- Archdiocese: Roman Catholic Archdiocese of Imphal
- See: Roman Catholic Archdiocese of Imphal
- Appointed: 7 October 2023
- Predecessor: Dominic Lumon
- Successor: Incumbent

Orders
- Ordination: 20 December 1984
- Consecration: 8 December 2023 by Dominic Lumon

Personal details
- Born: 26 April 1957 (age 69) Senapati, Manipur, India
- Alma mater: Papal Seminary Pontifical Urban University
- Motto: "Ipsum Audite" (Listen to him)

= Linus Neli =

Indian catholic archbishops

Archbishop Linus Neli is the third Archbishop of the Roman Catholic Archdiocese of Imphal. He was appointed by Pope Francis on 7 October 2023.

== Early life and education ==
Linus was born on 26 April 1957 in Senapati, Manipur.

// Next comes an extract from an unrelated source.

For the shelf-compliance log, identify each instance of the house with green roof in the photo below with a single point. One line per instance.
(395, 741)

He studied philosophy at Christ the King College, Shillong, and theology from Papal Seminary, Pune. He holds a doctorate in canon law from the Pontifical Urbaniana University of Rome.

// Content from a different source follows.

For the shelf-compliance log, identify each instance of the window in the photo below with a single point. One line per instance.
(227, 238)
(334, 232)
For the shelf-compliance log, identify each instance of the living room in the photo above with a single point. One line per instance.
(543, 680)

== Priesthood and pastoral assignments ==
Bishop Neli was ordained a priest on 20 December 1984, for the Archdiocese of Imphal. He has held several academic, pastoral, administrative, and judicial responsibilities within the Church over the course of his priestly ministry.

His appointments include:
- Dean of Studies at the Minor Seminary of Imphal (1985–1986)
- Secretary to the Archbishop of Imphal (1986–1988)
- Assistant Parish Priest of Sacred Heart Parish, Hundung (1988–1989)
- Chancellor and Judicial Vicar of the Diocese of Imphal (1994–1998)
- Principal of the Sacred Heart Institute, Hundung (1998–2004)
- Associate Director at St. John’s Medical College Hospital, Bangalore (2004–2007)
- Vicar General of the Diocese of Imphal (2007–2010)
- Parish Priest of Mary Help of Christians Parish, Ukhrul (2010–2013)
- National Director of Caritas India (2013–2014)
- Rector of Oriens Theological College, Shillong (2014–2017)
- Parish Priest and Principal of the San Pietro Institute, Monsang Pantha (2016–2019)
- Director of the Archdiocesan Retreat Centre and Judicial Vicar of the Metropolitan Tribunal of Imphal (2019– October 2023)

== Episcopate ==
On 7 October 2023, Pope Francis accepted the resignation of Dominic Lumon and appointed Linus Neli as the new archbishop of the Roman Catholic Archdiocese of Imphal. He was Ordained Archbishop on 8 December 2023 by Dominic Lumon.
== Coat of Arms==
Coat of Arms was modified and redesigned by Bro. Kendrick Ivan of Philippines.